However, it’s not quite accurate to use the above argument to explain why Vector{T} is invariant in T. The real reason is because all parametric types in Julia are invariant (except for tuples). Vector{T} just happens to be one case of a parametric type. To borrow an example from the manual, we could define an immutable Point type, like so:

struct Point{T}

The Point type is immutable, so one could legitimately ask why Point{Float64} is not a subtype of Point{Real}. In other words, why isn’t Point{T} covariant in T? The manual does provide some explanation:

In other words, in the parlance of type theory, Julia’s type parameters are invariant, rather than being covariant (or even contravariant). This is for practical reasons: while any instance of Point{Float64} may conceptually be like an instance of Point{Real} as well, the two types have different representations in memory:

  • An instance of Point{Float64} can be represented compactly and efficiently as an immediate pair of 64-bit values;
  • An instance of Point{Real} must be able to hold any pair of instances of Real. Since objects that are instances of Real can be of arbitrary size and structure, in practice an instance of Point{Real} must be represented as a pair of pointers to individually allocated Real objects.

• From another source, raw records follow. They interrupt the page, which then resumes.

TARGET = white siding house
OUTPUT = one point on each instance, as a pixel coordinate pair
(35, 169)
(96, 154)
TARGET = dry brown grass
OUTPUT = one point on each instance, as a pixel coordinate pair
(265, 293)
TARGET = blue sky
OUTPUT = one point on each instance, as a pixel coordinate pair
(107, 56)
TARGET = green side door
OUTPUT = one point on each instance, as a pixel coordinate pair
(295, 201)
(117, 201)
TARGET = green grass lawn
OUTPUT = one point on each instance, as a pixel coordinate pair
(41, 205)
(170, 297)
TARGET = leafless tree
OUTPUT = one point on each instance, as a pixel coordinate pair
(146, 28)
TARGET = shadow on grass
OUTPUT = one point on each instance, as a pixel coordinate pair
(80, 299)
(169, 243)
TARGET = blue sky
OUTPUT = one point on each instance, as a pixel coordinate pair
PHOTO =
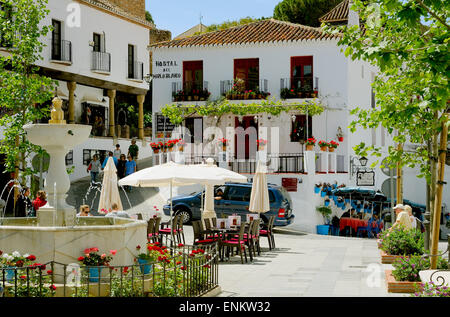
(178, 16)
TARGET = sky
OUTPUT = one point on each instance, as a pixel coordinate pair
(179, 16)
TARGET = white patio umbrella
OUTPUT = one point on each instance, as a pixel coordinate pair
(259, 197)
(110, 192)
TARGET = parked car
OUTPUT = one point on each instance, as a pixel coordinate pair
(235, 199)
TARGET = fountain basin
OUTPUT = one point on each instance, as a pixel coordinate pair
(66, 244)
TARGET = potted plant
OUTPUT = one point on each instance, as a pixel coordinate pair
(95, 261)
(261, 143)
(332, 145)
(325, 211)
(323, 145)
(340, 134)
(223, 142)
(310, 143)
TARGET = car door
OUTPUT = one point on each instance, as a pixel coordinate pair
(236, 200)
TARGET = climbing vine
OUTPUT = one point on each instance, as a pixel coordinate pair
(177, 112)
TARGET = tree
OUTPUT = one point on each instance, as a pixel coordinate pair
(229, 24)
(408, 41)
(148, 17)
(22, 90)
(305, 12)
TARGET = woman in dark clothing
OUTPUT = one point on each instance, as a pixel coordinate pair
(121, 166)
(23, 203)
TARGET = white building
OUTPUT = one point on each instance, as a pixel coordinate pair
(271, 56)
(98, 54)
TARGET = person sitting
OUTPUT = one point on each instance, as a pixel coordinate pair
(84, 211)
(116, 213)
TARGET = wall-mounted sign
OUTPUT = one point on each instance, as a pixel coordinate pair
(365, 178)
(163, 124)
(290, 184)
(164, 70)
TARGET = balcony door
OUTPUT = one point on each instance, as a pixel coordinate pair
(56, 40)
(302, 72)
(248, 70)
(192, 75)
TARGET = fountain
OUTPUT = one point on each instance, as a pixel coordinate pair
(56, 233)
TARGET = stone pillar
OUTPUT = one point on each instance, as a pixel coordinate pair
(112, 99)
(71, 85)
(140, 100)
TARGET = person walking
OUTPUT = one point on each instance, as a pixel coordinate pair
(110, 154)
(94, 168)
(403, 219)
(130, 168)
(133, 150)
(121, 166)
(117, 152)
(23, 203)
(41, 200)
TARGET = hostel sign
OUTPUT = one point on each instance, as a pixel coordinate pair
(164, 70)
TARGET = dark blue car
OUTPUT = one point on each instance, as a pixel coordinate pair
(235, 199)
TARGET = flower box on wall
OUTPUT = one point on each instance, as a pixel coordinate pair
(394, 286)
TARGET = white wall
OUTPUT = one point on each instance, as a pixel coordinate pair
(118, 34)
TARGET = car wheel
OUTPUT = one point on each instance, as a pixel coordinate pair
(185, 214)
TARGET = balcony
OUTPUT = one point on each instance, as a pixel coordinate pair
(135, 70)
(101, 62)
(190, 91)
(62, 52)
(299, 87)
(239, 89)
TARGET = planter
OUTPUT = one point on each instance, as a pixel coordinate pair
(323, 229)
(94, 274)
(144, 265)
(388, 258)
(395, 286)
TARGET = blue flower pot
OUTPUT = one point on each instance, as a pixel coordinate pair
(145, 266)
(323, 229)
(94, 274)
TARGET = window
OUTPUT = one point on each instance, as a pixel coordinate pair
(302, 72)
(238, 193)
(131, 59)
(56, 40)
(192, 75)
(248, 71)
(300, 128)
(97, 42)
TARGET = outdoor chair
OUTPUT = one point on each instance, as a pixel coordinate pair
(268, 232)
(238, 243)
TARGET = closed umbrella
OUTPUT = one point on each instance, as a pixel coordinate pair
(110, 192)
(259, 197)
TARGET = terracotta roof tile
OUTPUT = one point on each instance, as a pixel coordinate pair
(337, 14)
(264, 31)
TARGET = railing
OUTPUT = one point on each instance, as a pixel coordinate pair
(185, 271)
(190, 91)
(135, 70)
(101, 61)
(241, 90)
(299, 87)
(62, 51)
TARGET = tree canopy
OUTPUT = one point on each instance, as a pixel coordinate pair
(305, 12)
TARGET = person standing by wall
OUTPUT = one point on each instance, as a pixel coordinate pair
(130, 168)
(133, 150)
(94, 168)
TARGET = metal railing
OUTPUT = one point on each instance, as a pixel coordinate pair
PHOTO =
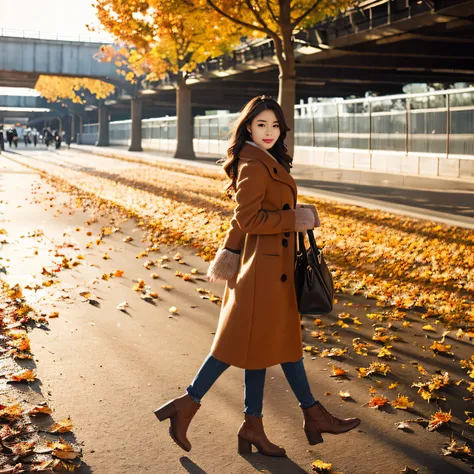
(440, 123)
(33, 34)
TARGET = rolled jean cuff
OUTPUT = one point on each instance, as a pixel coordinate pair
(196, 399)
(312, 404)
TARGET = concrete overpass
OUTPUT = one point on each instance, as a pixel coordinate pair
(23, 60)
(380, 47)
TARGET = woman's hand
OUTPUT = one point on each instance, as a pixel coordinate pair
(317, 222)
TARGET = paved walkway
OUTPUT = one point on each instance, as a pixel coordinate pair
(109, 369)
(442, 200)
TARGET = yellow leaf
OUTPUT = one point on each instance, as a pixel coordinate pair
(62, 426)
(402, 402)
(321, 466)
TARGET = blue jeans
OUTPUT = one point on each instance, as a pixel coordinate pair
(212, 369)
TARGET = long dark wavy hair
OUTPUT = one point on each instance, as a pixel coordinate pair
(239, 135)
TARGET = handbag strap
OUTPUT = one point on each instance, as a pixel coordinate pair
(312, 242)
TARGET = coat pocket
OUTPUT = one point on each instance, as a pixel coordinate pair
(268, 246)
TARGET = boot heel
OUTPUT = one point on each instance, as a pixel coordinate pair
(165, 411)
(245, 446)
(314, 437)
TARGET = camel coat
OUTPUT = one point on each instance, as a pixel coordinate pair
(259, 324)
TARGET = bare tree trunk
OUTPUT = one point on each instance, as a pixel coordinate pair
(287, 80)
(136, 135)
(286, 99)
(184, 129)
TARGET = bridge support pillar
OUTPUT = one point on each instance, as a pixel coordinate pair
(136, 135)
(103, 138)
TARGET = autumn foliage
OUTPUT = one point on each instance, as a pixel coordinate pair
(57, 88)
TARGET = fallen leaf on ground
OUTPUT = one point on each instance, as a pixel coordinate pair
(62, 426)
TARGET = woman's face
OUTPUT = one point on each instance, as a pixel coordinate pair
(265, 129)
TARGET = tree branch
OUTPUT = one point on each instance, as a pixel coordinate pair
(239, 22)
(305, 14)
(256, 14)
(275, 19)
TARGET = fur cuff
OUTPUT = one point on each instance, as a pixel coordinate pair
(304, 219)
(224, 266)
(317, 221)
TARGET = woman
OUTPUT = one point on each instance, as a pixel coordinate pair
(259, 324)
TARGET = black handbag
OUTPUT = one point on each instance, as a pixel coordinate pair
(313, 280)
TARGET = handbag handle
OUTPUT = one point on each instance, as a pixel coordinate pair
(312, 242)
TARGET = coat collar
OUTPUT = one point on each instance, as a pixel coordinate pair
(253, 151)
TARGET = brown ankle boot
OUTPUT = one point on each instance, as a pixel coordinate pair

So, if I interpret that correctly, that means that the main reason that parametric types are invariant in Julia is due to performance considerations. However, there could be more to the story—I’d be interested to hear a more detailed explanation of the design decision.

Languages like C#, Scala, and OCaml have a syntax to declare whether custom types are covariant, contravariant, or invariant. For example, Scala prefixes type variables with + or - to indicate covariant or contravariant, respectively. If Julia had syntax like that, then we could do something like this:

struct ImmutableVector{+T,N}

and then we would have ImmutableVector{Float64} <: ImmutableVector{Real}.


Yes, it’s critical for performance. See my explanation here: Problem with Complex{Rationals} - #7 by stevengj


Whilst I understand the performance differences, I don’t fully get this:

If you have a compiled function that operates on an Complex{Real} or an array of Complex{Real}, therefore, it is completely different from code that operates on Complex{Rational{Int}}. You can’t use either one for the other. (If A is a subtype of B, it essentially means “compiled code for B can be used on instances of A” — this is the purpose of the subtype relation, to decide what code is applicable to what types.)

Doesn’t Julia specialize implementations of function methods for each concrete argument type?
But Julia doesn’t allow subtyping from concrete types. Presumably there are good reasons for this. (naively, it seems it would create complications).
Subtype relation is used for dispatch, not compiled code?

Conceptually, if Julia allowed subtyping from concrete types, would there be a performance issue? Would the specialization handle this correctly?

So maybe the reason for invariant parametric types is a bit more complicated?

1 Like

I am not sure what that would look like.

Imagine what this would mean for working with an array a of type Vector{Float64}, for example:

  • Currently, this can be stored as a consecutive sequence of 8-byte chunks in memory, and if the compiler sees a[i] + 1.5 it knows that it can compile this into a load instruction and a floating-point addition.

  • If Float64 could be sub-typed, however, then the elements of a could be any subtypes of Float64 — they would have to be pointers to “boxes” containing a type tag (to say what type they really are) along with the actual data, and for an expression like a[i]+1.5 the compiler would need to generate code that chases the pointer, looks at the type tag, and does dynamic (runtime) dispatch to the correct + operation.

Moreover, dynamic dispatch in a multiple-dispatch language like Julia is even more expensive than dynamic dispatch in a single-dispatch (traditional OOP) language like C++ (where they have vtables), so devirtualization (figuring what what methods to call at compile-time) is a critical optimization, to the point where nearly all optimized Julia code is devirtualized in practice. Making concrete types final (non-subtypable) gives the compiler many more chances for devirtualization. Even in C++, people often recommend final classes to enable devirtualization.

Because multiple dispatch allows you to add new functions to existing types (see also this discussion and this talk on the expression problem of OOP), there is much less need for subtyping of concrete types in Julia than there is in OOP languages. Because of that, it was a practical choice to make all concrete types “final”, reaping vast benefits in performance as well as simplifying the language.


I think the boolean question you are trying to ask is actually this:

julia> typeof([1,2,3]) <: Vector{T} where T <: Number

or maybe simpler:

julia> isa([1,2,3], Vector{<:Number})

Also see this:

julia> isa(Number[1,2,3], Vector{Number})